AXOM Gallery is pleased to announce our new exhibition, “The Visionary works of Cathal Brendan O’Toole”. Cathal O’Toole was a painter, printmaker and teacher born in Dublin, Ireland on September 2, 1904. Trained as a sign painter, O’Toole then decided to study fine art at the Glasgow School of Art.

In 1925, he moved to New York where he became a fairly successful commercial artist, but lost everything in the crash of 1929.  He decided to return to his study of art for the next six years in New York, where he studied at the Art Students League and at the National Academy of Design School under Kroll, Neilson, Olinsky and Covey. He received two Tiffany Foundation fellowships and, in 1934, he received a $1500.00 Pulitzer award which he used to help fund three years in the British Isles, France, and Switzerland. While in Paris, he studied painting with Andre Lhote and printmaking at Atelier 17 with Stanley William Hayter.

O’Toole returned to the U.S. in 1938 and began a teaching career. He taught drawing and painting at Fitch Junior College (1938-1941), lectured on drawing at Columbia University (1948-1949), and then taught art and became chairman of the art department at Wilkes College (now Wilkes University) in Pennsylvania (1950-1959). He later moved to Rochester, New York where he worked as an art director in television until his retirement in 1971.

O’Toole was a member of the Salmagundi Club in New York City and the Society of American Etchers. He became an associate of the National Academy of Design in 1939 and was elected a full Academician in 1944. He received an Arts and Letters Award in Art in 1941 from the American Academy of Arts and Letters. O’Toole was also a founding member of the Rockland Foundation (now the Rockland Center for the Arts) in Nyack, New York. His work is represented in the collections of the Herbert F. Johnson Museum of Art and the National Academy Museum.

O’Toole’s works are in many private collections, and he has exhibited extensively, both in the U.S. and abroad, including the Metropolitan Museum of Art in New York, Princeton University Museum, and the National Academy of Design, The Art institute of Chicago and the Corcoran Gallery in Washington D.C.

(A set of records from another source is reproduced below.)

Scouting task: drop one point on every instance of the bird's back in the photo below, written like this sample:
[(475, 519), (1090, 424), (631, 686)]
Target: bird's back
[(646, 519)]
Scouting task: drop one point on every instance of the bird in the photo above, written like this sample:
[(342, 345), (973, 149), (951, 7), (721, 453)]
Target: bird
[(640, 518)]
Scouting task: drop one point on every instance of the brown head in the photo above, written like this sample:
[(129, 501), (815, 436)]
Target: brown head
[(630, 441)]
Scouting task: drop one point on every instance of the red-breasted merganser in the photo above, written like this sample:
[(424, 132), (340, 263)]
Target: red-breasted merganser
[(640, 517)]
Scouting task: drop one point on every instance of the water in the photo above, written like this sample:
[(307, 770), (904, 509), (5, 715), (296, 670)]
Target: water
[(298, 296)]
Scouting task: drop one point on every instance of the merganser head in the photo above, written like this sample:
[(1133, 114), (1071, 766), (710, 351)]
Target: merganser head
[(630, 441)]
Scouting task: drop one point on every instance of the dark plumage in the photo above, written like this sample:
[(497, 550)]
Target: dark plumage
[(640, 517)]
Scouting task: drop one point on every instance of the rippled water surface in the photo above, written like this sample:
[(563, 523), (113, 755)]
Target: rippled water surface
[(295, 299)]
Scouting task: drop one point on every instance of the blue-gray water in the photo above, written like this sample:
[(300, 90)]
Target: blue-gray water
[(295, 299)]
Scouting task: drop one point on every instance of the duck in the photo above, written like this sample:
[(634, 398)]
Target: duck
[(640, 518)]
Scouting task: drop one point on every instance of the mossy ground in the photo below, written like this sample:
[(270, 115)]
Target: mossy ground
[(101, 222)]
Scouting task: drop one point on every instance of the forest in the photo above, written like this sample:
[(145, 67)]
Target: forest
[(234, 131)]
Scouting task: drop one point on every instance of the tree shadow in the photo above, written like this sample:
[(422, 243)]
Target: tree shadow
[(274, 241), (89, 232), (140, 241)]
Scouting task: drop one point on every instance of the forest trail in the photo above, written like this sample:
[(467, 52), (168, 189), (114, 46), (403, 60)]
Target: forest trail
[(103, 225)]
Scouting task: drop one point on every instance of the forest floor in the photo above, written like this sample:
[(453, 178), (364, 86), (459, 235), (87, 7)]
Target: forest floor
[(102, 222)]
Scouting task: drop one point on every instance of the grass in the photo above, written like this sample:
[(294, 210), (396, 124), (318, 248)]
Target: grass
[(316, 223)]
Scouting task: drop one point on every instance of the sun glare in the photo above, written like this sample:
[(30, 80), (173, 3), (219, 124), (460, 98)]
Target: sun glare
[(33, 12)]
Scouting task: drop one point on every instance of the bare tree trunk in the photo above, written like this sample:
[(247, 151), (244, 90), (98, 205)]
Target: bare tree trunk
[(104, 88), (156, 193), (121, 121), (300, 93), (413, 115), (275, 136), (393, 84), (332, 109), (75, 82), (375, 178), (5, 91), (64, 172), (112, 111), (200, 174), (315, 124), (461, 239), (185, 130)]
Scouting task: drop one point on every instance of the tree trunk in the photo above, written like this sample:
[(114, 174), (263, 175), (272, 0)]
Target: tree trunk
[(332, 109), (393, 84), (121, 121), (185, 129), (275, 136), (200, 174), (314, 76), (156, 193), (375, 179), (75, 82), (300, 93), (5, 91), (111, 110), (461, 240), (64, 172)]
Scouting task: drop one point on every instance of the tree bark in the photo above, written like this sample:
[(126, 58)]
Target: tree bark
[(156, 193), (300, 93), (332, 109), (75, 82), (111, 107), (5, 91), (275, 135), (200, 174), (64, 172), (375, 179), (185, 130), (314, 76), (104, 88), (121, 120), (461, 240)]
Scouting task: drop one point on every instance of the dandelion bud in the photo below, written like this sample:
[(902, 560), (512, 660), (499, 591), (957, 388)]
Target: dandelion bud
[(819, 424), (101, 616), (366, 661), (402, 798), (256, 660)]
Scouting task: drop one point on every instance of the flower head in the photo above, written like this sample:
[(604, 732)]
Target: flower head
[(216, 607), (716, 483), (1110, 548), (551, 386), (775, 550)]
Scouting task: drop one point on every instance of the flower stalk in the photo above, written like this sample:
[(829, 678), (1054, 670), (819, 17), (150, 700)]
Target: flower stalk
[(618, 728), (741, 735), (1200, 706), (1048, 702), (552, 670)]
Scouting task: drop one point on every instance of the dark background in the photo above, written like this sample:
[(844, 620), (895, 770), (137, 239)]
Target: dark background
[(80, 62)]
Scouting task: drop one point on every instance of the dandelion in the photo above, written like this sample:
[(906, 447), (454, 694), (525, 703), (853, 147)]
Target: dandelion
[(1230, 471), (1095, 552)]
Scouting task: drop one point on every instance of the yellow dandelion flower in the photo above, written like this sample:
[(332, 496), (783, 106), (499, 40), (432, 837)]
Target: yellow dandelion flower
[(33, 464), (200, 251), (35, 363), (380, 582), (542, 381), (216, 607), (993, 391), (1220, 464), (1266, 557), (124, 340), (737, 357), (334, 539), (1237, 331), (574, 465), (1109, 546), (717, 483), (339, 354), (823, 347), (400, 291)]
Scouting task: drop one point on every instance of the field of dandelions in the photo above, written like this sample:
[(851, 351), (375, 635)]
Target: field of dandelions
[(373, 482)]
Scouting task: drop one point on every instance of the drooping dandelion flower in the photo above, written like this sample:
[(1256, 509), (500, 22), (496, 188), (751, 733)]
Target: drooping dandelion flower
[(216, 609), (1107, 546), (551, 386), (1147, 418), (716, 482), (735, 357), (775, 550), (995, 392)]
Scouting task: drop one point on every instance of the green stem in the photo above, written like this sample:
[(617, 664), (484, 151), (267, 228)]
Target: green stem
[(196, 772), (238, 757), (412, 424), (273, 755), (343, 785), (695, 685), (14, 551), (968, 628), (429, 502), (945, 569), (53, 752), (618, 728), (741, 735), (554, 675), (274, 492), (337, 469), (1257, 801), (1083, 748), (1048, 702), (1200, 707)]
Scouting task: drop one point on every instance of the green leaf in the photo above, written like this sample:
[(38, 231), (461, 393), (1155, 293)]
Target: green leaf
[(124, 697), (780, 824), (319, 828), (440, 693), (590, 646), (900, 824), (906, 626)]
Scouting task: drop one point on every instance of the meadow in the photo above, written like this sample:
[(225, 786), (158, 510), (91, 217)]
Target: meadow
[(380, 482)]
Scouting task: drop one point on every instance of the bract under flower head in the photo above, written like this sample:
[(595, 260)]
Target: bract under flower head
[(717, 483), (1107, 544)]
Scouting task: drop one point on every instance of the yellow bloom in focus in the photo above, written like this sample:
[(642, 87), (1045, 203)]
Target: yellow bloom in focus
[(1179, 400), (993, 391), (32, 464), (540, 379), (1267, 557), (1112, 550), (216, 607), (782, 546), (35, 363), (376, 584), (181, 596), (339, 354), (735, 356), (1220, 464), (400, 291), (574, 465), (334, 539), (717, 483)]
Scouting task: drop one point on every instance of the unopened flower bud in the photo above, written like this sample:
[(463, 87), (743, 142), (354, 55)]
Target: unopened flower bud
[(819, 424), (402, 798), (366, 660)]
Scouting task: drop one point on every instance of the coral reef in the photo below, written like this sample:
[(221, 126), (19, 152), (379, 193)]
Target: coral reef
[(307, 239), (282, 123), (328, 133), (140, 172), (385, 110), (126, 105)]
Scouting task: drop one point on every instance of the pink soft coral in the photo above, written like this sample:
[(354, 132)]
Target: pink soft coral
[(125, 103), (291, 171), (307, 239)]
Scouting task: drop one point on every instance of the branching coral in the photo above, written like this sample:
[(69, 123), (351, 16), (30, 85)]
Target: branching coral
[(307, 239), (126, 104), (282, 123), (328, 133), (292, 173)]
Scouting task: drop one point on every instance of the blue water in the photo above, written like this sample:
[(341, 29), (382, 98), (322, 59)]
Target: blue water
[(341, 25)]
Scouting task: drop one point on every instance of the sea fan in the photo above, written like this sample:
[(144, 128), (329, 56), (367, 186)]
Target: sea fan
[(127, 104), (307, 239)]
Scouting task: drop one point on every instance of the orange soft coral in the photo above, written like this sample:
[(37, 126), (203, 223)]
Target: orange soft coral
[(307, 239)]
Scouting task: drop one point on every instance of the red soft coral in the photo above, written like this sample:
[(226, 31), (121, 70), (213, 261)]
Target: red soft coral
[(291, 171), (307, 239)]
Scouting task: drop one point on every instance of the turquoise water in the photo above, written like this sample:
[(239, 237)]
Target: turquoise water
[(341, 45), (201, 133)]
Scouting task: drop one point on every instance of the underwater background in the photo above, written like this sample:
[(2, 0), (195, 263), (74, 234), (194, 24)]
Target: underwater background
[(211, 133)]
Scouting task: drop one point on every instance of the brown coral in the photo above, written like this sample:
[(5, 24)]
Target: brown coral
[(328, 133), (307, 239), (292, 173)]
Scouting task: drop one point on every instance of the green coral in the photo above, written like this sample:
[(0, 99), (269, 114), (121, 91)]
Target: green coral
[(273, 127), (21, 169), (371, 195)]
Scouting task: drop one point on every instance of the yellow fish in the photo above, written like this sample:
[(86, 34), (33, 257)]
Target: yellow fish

While much of O’Toole’s work ranges from a considerable volume of work that identifies with The early expressionists and abstract expressionists.  He also produced a number of figurative works and landscapes that were sympathetic to both twentieth century realism and regionalism. He was actively painting well into the 1980’s. Cathal O’Toole died on April 16, 1991, in Rochester, New York. His wife, Delores is still alive and is presently in nursing home care.  As part of their effort to take care of Delores, her family decided to liquidate the artwork in O’Toole’s estate in their continue efforts to raise money to cover costs. This brings to the collectors and art lovers in Rochester an opportunity to purchase some significant works of art at very reasonable prices.

This exhibit will feature a cross-section of works from his long career, with an emphasis on his abstract expressionist works.